Mais si certains le voient comme une icône, une sorte de "Robin des bois" du côté du peuple, d'autres le considèrent comme une menace, voire un agent au service de puissances étrangères, à l'instar du vice-président américain Joe Biden qui, dix ans avant son élection à la présidence des États-Unis, le qualifie de "terroriste high-tech". "Selon le vice-président nord-américain, la vérité sur les États-Unis, c'est du terrorisme", rétorque alors Julian Assange.

Dans le camp de ses détracteurs, il s'agit depuis des années de briser son image de "cyberwarrior". En avril 2019, Theresa May, alors Première ministre britannique, insiste sur le fait que "personne n'est au-dessus des lois". Pour son chef de la diplomatie, Jeremy Hunt, Julian Assange "a fui la vérité pendant des années" et il "n'est pas un héros".

"Personne n'est au-dessus des lois", selon le chef de la diplomatie britannique Jeremy Hunt

Julian Assange is no hero and no one is above the law.
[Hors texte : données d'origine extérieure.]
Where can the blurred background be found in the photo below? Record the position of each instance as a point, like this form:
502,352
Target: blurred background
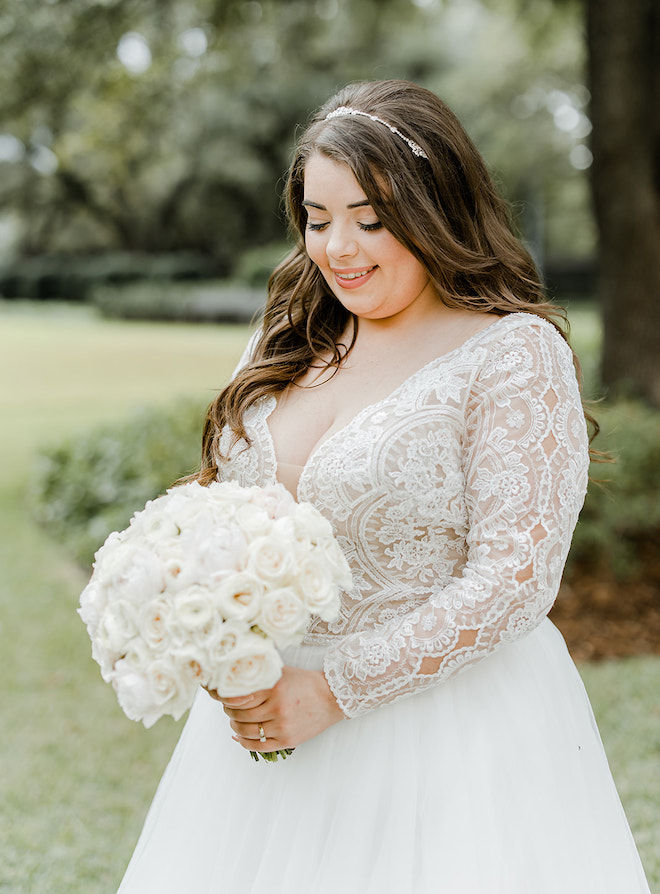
143,145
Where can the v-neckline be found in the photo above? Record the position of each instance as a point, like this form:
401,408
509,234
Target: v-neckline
270,402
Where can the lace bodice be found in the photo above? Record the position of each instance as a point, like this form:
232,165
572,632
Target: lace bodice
454,499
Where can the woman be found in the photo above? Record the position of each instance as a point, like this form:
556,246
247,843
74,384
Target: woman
409,381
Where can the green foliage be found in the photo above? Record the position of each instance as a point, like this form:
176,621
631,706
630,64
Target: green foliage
205,302
256,265
91,485
73,278
187,151
623,504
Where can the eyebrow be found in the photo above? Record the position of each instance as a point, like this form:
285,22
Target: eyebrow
323,208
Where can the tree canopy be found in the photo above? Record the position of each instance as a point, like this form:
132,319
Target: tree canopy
165,125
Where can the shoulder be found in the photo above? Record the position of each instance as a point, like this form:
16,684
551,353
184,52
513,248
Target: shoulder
526,353
522,337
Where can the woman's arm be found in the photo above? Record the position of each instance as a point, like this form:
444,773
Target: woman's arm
526,463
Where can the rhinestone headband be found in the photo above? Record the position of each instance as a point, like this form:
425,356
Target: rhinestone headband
345,111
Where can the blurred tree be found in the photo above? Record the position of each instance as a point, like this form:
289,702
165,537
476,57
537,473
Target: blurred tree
624,67
166,124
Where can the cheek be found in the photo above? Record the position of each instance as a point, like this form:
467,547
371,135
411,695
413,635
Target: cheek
315,248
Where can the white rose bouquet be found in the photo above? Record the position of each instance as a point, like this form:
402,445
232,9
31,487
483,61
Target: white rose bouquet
203,588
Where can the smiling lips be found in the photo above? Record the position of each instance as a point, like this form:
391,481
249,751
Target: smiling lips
352,278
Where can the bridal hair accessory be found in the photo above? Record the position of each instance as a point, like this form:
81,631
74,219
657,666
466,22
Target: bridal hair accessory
345,111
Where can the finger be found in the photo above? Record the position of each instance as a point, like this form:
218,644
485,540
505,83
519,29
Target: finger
253,731
259,714
245,701
256,745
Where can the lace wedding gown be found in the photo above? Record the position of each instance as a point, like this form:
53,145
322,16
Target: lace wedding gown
478,772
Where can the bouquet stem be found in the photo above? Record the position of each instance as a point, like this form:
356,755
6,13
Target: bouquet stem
271,756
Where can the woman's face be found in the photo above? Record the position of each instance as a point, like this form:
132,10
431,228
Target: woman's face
371,273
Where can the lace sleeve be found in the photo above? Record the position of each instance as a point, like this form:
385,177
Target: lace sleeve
525,467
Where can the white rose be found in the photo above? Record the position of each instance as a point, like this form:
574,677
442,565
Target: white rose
283,617
310,520
92,604
134,693
153,523
275,499
271,560
117,627
254,664
223,552
318,588
224,638
194,609
133,570
238,596
154,624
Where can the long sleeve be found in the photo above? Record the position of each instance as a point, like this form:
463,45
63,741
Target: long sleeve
524,462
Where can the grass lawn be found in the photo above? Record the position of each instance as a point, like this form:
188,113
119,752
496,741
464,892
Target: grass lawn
76,776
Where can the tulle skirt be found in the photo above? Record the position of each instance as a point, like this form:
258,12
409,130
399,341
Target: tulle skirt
494,782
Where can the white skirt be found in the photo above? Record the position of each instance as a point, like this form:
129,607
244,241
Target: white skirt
494,782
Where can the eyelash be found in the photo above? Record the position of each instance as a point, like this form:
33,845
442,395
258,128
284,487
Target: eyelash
317,228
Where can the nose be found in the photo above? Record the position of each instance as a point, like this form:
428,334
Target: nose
341,243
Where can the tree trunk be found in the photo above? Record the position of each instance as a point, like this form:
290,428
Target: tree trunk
624,69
He has hidden from the truth for years. Thank you Ecuador and President @Lenin Moreno for your cooperation with @foreignoffice to ensure Assange faces justice

  Jeremy Hunt (@Jeremy_Hunt) 11 avril 2019

Fin 2022, alors que les juges britanniques venaient d'autoriser formellement son extradition vers les États-Unis, les cinq journaux associés à WikiLeaks qui avaient jadis condamné les méthodes de la plateforme avaient appelé le gouvernement américain à abandonner les poursuites contre Julian Assange, car "publier n'est pas un délit".

L'Australien avait obtenu le 20 mai dernier un sursis : la possibilité d'un nouvel appel. Cet ultime recours devait être examiné par la justice britannique en juillet. Avant cet accord avec la justice américaine, point final de cette saga judiciaire permettant à Julian Assange de finalement rejoindre son Australie natale.